But wanting to know everything about something, exploring all of the possible variations so you can analyze something such as wine in minute detail may border on obsessive-compulsive disorder. Wine festival participation may not be socially impairing, but if someone jokes about Pinot Noir being an obsession, she says, "it probably is."
Terry Casteel, the winemaker at Oregon's Bethel Heights who chucked his career as a psychologist when he left Seattle to make wine in the 1970s, says he pays attention to that fine line. But, in the end, the wine is simply that compelling. "It's so expressive of the place it's from," says Casteel. "There's just lots to talk about."
A 'private experience'
PINOT NOIR is a particularly expressive vehicle for winemakers. "You can have two winemakers standing next to each other at a tasting and they aren't competitive," says Casteel.
"Both can make very different wines and both wines can be excellent. You can have your own private experience with Pinot Noir that doesn't have to be mirrored by other people's."
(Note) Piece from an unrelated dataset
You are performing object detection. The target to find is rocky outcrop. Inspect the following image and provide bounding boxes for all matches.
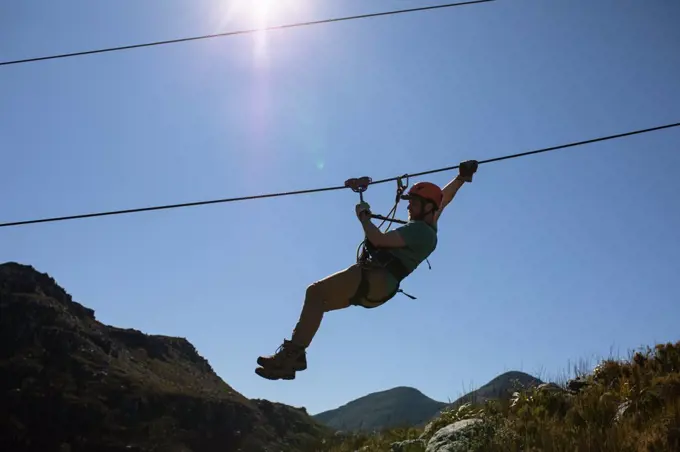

At World of Pinot Noir, computer salesman Andrew Steinman and his attorney wife Susan were hoping to find an experience that included not only tasting new wines but also meeting people they could talk to about their Pinot passion. After discovering Pinot Noir five years ago, they now seek out Pinot festivals for vacations.
"What's in your glass means something more than just whether you like it," says Steinman. "People here aren't drinking a lot, they're tasting, mixing with the winemakers and industry people, asking questions."
That's the early phase of Pinot fanaticism, says winemaker Edwards.
"Most consumers just crave an intimacy with the winemakers. They want a closeness with the romance of making wine, hoping that the romance rubs off on them," says Edwards. "The real geeks want to one day produce their own Pinot Noir."
That description fits Flagg, who bought 10 acres in the Edna Valley eight years ago and ever since has dreamed of planting a Pinot Noir vineyard there. "It's the challenge of growing the vines and making the wine, the endless variations," he says.
Flagg was at World of Pinot Noir's seminar on clonal diversity to consider what vines he might plant in his imagined vineyard. Although Pinot Noir is a single variety wine, various vine stocks have developed individual characteristics over time.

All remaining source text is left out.